Not at the moment, but this is in our pipeline! We will enable this (and the ability to edit the prompts, etc.) very soon.
I totally share your concerns about data (especially data that may be sensitive). We have a simple non-legal-speak privacy policy here: https://minusx.ai/privacy-simplified.
> Are your LLMs running entirely locally on your own hardware, and if not, how can you say the data is not shared with third parties? (EDIT: you mentioned GPT-4o in another comment so this statement cannot be correct.)
We're currently only using API providers (OAI + Claude) that do not themselves train on data accessed through APIs.
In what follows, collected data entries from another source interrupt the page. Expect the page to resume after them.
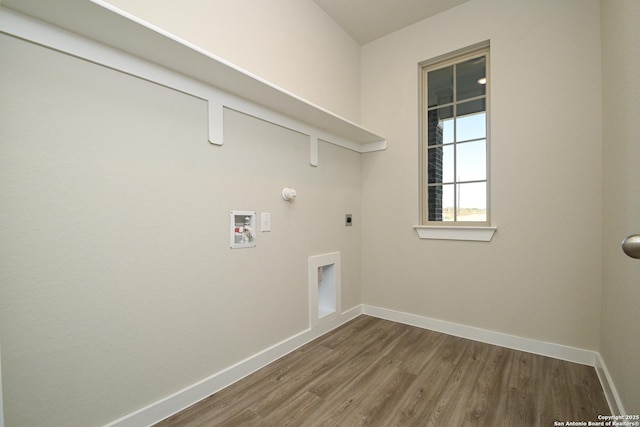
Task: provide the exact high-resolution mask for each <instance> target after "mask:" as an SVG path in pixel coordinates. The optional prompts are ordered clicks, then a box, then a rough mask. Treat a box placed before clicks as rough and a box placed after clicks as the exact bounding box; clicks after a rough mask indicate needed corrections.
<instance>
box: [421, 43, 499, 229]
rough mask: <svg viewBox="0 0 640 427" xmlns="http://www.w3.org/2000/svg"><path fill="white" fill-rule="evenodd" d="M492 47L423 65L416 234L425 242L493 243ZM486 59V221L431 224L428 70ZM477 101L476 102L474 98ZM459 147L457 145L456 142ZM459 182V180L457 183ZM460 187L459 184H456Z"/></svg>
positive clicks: (473, 221) (447, 54)
mask: <svg viewBox="0 0 640 427" xmlns="http://www.w3.org/2000/svg"><path fill="white" fill-rule="evenodd" d="M489 53H490V43H489V41H485V42H482V43H478V44H475V45H473V46H469V47H466V48H463V49H459V50H456V51H455V52H451V53H449V54H446V55H442V56H438V57H436V58H433V59H430V60H427V61H424V62H421V63H420V64H418V65H419V67H418V70H419V90H420V108H419V111H420V120H419V122H420V174H419V175H420V225H418V226H415V227H414V228H415V229H416V232H417V233H418V236H419V237H420V238H421V239H443V240H472V241H491V239H492V237H493V234H494V233H495V231H496V229H497V228H496V227H495V226H492V225H491V197H490V195H491V185H490V177H491V169H490V132H491V126H490V123H491V120H490V98H491V97H490V82H491V79H490V78H489V76H490V68H489V67H490V65H489ZM480 55H485V57H486V77H487V82H486V91H485V100H486V117H487V119H486V120H487V123H486V132H487V134H486V189H487V190H486V200H487V202H486V221H481V222H474V221H429V220H428V207H427V203H426V202H427V188H428V184H427V176H428V175H427V174H428V169H427V168H428V157H427V153H428V151H427V150H428V149H427V131H426V129H427V127H426V126H427V123H426V120H427V119H426V117H427V114H426V113H427V111H428V94H427V88H426V84H425V83H426V77H425V75H426V73H427V71H426V70H434V69H438V68H443V67H447V66H450V65H453V64H457V63H461V62H464V61H466V60H468V59H471V58H473V57H477V56H480ZM472 99H473V98H472ZM456 143H457V142H456ZM456 181H457V180H456ZM455 185H457V183H456V184H455Z"/></svg>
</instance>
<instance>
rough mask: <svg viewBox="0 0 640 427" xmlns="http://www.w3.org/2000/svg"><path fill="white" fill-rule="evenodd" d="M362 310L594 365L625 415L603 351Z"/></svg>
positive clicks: (484, 340)
mask: <svg viewBox="0 0 640 427" xmlns="http://www.w3.org/2000/svg"><path fill="white" fill-rule="evenodd" d="M362 313H363V314H366V315H369V316H374V317H378V318H380V319H386V320H391V321H394V322H398V323H403V324H405V325H411V326H417V327H419V328H424V329H429V330H432V331H436V332H442V333H445V334H448V335H454V336H457V337H461V338H467V339H470V340H474V341H480V342H484V343H487V344H493V345H498V346H501V347H506V348H511V349H513V350H520V351H526V352H528V353H534V354H539V355H542V356H548V357H553V358H555V359H560V360H566V361H568V362H574V363H580V364H582V365H589V366H593V367H594V368H595V370H596V373H597V374H598V378H599V379H600V383H601V385H602V390H603V391H604V394H605V397H606V399H607V403H608V404H609V408H610V409H611V413H612V414H615V415H624V414H625V412H624V408H623V406H622V401H621V400H620V396H619V395H618V392H617V390H616V388H615V385H614V383H613V380H612V378H611V376H610V375H609V371H608V370H607V368H606V365H605V363H604V361H603V360H602V357H601V356H600V353H598V352H596V351H592V350H585V349H581V348H576V347H569V346H565V345H561V344H554V343H549V342H544V341H538V340H533V339H530V338H522V337H518V336H515V335H509V334H503V333H501V332H494V331H488V330H486V329H481V328H476V327H473V326H466V325H460V324H457V323H451V322H446V321H443V320H437V319H432V318H429V317H423V316H418V315H415V314H409V313H403V312H400V311H395V310H389V309H386V308H381V307H374V306H370V305H363V306H362Z"/></svg>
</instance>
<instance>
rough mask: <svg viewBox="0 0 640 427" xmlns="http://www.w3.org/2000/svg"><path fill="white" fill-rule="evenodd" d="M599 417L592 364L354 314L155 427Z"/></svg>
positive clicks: (494, 422) (327, 424)
mask: <svg viewBox="0 0 640 427" xmlns="http://www.w3.org/2000/svg"><path fill="white" fill-rule="evenodd" d="M607 414H610V411H609V407H608V405H607V402H606V399H605V397H604V393H603V391H602V387H601V385H600V382H599V380H598V377H597V375H596V372H595V369H594V368H593V367H590V366H585V365H579V364H576V363H570V362H564V361H561V360H557V359H552V358H549V357H544V356H538V355H535V354H531V353H525V352H521V351H516V350H510V349H507V348H503V347H498V346H493V345H489V344H483V343H479V342H475V341H471V340H466V339H463V338H458V337H453V336H449V335H445V334H441V333H437V332H433V331H429V330H425V329H420V328H416V327H412V326H407V325H403V324H399V323H395V322H390V321H386V320H381V319H377V318H374V317H369V316H360V317H358V318H356V319H354V320H353V321H351V322H349V323H347V324H345V325H343V326H341V327H340V328H338V329H336V330H334V331H332V332H330V333H328V334H326V335H324V336H322V337H320V338H318V339H316V340H314V341H313V342H311V343H309V344H307V345H305V346H303V347H301V348H299V349H298V350H296V351H294V352H292V353H290V354H288V355H287V356H285V357H283V358H281V359H279V360H277V361H275V362H273V363H272V364H270V365H268V366H266V367H265V368H263V369H261V370H259V371H257V372H255V373H253V374H252V375H250V376H248V377H246V378H244V379H242V380H241V381H239V382H237V383H235V384H233V385H231V386H229V387H227V388H225V389H224V390H221V391H220V392H218V393H216V394H213V395H212V396H210V397H208V398H206V399H204V400H202V401H201V402H198V403H197V404H195V405H193V406H191V407H190V408H187V409H185V410H184V411H182V412H180V413H178V414H176V415H174V416H172V417H170V418H168V419H166V420H164V421H162V422H160V423H158V424H156V426H158V427H167V426H181V427H183V426H184V427H187V426H363V425H370V426H434V427H448V426H451V427H460V426H486V427H495V426H510V427H518V426H521V427H536V426H540V427H542V426H545V427H546V426H553V425H554V421H561V422H566V421H585V422H586V421H597V417H598V415H607Z"/></svg>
Although they are technically third parties, they're not third parties that harvest data.
I recognize that even this may just be empty talk. We're currently working on 2 efforts that I think will further help here:
- opensourcing the entire extension so that users can see exactly what data is being used as LLM context (and allow users to extend the app further)
- support local models so that your data never leaves your computer (ETA for both is ~1-2 weeks)
We are genuinely motivated by the excitement + concerns you may have. We want to give an assistant-in-the-browser alternative to people who don't want to move to AI-native-data-locked-in platforms. I regret that was not transparent in our copy.
Thanks for pointing the error in the FAQs, we somehow missed it. It is fixed now!